PROJECT SUMMARY Human coronaviruses generally cause the common cold, a mild upper respiratory illness, however, global outbreaks of new human coronavirus infections with severe respiratory disease have periodically emerged from animals. These include Severe Acute Respiratory coronavirus (SARS-CoV), Middle East respiratory syndrome coronavirus (MERS-CoV) and, most recently, SARS-CoV-2, the causative agent of coronavirus disease 2019 (COVID-19). Currently, there are no licensed vaccines or antiviral drugs against these viruses, underscoring an urgent need for the development of preventive and therapeutic measures against coronaviruses. Coronavirus genomes encode large polyproteins which are processed by a 3C-like protease (3CLpro) and a papain-like protease. Both proteases are essential for viral replication, making them attractive targets for drug development.
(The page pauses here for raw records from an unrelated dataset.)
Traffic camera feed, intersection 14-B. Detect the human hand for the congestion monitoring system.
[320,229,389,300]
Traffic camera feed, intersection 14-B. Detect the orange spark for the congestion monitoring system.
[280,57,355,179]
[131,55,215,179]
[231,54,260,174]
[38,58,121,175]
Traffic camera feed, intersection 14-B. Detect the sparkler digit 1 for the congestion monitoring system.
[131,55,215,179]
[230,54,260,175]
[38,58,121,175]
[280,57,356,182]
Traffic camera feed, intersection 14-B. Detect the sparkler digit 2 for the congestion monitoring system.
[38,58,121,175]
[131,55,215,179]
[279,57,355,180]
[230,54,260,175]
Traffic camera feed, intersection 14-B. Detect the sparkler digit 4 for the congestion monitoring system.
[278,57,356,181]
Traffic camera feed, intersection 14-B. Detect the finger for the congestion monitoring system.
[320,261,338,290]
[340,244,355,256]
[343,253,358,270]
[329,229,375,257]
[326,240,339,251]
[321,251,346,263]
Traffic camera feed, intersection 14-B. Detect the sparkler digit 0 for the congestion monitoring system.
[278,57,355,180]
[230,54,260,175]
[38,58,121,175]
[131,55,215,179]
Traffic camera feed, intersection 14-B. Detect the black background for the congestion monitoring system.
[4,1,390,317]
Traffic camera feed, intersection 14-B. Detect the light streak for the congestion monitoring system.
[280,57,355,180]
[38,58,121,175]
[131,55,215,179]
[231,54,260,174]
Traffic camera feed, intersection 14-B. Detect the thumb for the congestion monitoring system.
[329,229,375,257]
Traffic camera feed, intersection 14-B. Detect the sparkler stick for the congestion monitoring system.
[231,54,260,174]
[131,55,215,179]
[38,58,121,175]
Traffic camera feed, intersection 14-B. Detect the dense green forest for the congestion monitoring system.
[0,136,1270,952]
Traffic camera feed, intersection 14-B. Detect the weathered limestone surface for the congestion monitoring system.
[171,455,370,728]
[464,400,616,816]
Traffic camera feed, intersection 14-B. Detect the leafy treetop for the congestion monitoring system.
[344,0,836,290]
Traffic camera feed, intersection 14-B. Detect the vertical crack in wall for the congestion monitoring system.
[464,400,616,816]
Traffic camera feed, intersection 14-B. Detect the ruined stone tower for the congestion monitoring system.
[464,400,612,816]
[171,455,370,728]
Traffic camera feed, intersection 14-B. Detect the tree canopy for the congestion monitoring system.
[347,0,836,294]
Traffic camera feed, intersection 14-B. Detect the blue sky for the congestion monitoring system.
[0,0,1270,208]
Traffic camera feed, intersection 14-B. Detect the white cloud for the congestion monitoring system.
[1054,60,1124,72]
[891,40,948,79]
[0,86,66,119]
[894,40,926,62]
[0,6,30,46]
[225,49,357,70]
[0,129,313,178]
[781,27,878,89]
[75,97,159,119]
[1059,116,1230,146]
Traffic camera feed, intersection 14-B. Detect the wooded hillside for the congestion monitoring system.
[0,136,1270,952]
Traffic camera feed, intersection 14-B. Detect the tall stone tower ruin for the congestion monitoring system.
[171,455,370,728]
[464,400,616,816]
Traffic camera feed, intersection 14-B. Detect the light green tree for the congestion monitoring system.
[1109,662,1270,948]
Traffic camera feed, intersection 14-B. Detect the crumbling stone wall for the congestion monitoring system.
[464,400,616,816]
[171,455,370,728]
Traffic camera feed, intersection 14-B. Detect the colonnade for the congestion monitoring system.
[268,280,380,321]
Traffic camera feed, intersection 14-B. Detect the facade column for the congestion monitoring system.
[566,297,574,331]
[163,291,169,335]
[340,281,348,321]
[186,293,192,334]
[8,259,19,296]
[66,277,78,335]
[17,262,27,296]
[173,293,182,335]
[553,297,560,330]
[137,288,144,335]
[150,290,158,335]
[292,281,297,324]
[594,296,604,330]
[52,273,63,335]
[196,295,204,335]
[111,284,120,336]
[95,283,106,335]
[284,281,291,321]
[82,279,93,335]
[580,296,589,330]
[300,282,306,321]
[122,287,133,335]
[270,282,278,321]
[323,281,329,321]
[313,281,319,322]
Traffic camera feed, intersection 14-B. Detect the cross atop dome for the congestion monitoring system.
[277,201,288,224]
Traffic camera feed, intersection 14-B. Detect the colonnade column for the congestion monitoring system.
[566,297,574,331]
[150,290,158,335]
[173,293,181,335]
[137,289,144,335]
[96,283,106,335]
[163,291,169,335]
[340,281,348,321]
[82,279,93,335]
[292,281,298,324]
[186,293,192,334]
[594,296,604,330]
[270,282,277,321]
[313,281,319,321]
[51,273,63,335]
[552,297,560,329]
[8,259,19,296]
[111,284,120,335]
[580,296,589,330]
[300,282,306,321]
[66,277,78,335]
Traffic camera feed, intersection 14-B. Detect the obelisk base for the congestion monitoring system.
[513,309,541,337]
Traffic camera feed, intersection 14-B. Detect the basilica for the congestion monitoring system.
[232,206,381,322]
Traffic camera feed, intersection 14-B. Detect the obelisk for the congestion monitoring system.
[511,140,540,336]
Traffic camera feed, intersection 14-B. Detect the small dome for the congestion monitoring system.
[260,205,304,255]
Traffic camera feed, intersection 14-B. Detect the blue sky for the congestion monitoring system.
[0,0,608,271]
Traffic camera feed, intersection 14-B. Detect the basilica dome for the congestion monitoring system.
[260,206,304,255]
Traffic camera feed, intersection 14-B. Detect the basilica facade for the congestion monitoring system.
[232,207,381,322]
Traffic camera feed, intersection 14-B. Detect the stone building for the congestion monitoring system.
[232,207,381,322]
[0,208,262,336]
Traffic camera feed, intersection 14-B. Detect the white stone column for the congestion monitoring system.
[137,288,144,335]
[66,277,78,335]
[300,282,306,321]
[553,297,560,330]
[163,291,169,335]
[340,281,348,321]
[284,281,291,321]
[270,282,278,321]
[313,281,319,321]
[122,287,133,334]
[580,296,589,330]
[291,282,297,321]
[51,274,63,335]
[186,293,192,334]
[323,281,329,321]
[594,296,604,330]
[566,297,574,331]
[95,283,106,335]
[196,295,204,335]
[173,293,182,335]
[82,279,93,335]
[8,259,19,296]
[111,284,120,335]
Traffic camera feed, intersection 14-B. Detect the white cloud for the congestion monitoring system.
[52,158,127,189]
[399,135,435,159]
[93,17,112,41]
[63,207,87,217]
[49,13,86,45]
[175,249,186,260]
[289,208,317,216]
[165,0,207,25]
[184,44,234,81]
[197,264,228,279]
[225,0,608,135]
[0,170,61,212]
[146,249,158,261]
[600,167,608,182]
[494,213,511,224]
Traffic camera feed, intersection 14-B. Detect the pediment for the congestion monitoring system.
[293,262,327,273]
Our foray in this area has resulted in the discovery of broad-spectrum inhibitors of multiple viruses, including coronaviruses and noroviruses that encode 3CLpro, as well as the first demonstration of clinical efficacy by a feline coronavirus 3CLpro inhibitor. Recently, we have demonstrated that a dipeptidyl series of compounds potently inhibit human coronaviruses, including MERS-CoV and SARS-CoV-2 in cell culture, and display in vivo efficacy in the DPP4-KI mouse model of MERS-CoV infection. The antiviral target of the compounds was validated by obtaining high resolution crystal structures 3CLpro-inhibitor complexes from SARS-CoV, SARS- CoV-2 and MERS-CoV. We hypothesize herein that the identified series can serve as a launching pad for the development of SARS-CoV-2-specific antivirals. The immediate and overarching goal of the proposed studies is to further optimize the pharmacological activity PK parameters of identified lead inhibitors of SARS-CoV-2 3CLpro and the demonstration of in vivo efficacy against SARS-CoV-2. The expected outcome of our studies is the selection of a preclinical candidate (and 1-2 backup compounds) that is well-suited to conducting further preclinical studies, ultimately leading to the development of a COVID-19-specific antiviral therapeutic.

项目摘要 人类冠状病毒通常会引起普通感冒，这是一种轻微的上呼吸道疾病，然而，全球 新的人类冠状病毒感染的严重呼吸道疾病的爆发周期性出现， 动物其中包括严重急性呼吸道冠状病毒（SARS-CoV）、中东呼吸综合征（Middle East respiratory syndrome） 冠状病毒（MERS-CoV）和最近的SARS-CoV-2，冠状病毒疾病的病原体2019 （2019冠状病毒病）。目前，还没有针对这些病毒的许可疫苗或抗病毒药物， 迫切需要制定针对冠状病毒的预防和治疗措施。状病毒 基因组编码大的多聚蛋白，其由3C样蛋白酶（3CLpro）和木瓜蛋白酶样蛋白酶（3CLpro）加工。 蛋白酶这两种蛋白酶都是病毒复制所必需的，使它们成为药物开发的有吸引力的靶点。 我们在这一领域的尝试已经导致了多种病毒的广谱抑制剂的发现，包括 编码3CLpro的冠状病毒和诺如病毒，以及首次通过 猫冠状病毒3CLpro抑制剂。最近，我们已经证明了二肽基系列化合物 在细胞培养中有效抑制人冠状病毒，包括MERS-CoV和SARS-CoV-2，并在体内展示 在MERS-CoV感染的DPP 4-KI小鼠模型中的有效性。化合物的抗病毒靶点为 通过获得来自SARS-CoV、SARS-CoV和SARS-CoV的高分辨率晶体结构3CL前抑制剂复合物来验证。 CoV-2和MERS CoV。我们在此假设，所识别的系列可以作为 开发SARS-CoV-2特异性抗病毒药物。拟议研究的直接和首要目标是 进一步优化已鉴定的SARS-CoV-2先导抑制剂的药理活性PK参数 3CLpro和针对SARS-CoV-2的体内功效的证明。我们研究的预期结果是 选择非常适合进行进一步研究的临床前候选物（和1-2种备用化合物） 临床前研究，最终导致COVID-19特异性抗病毒治疗的开发。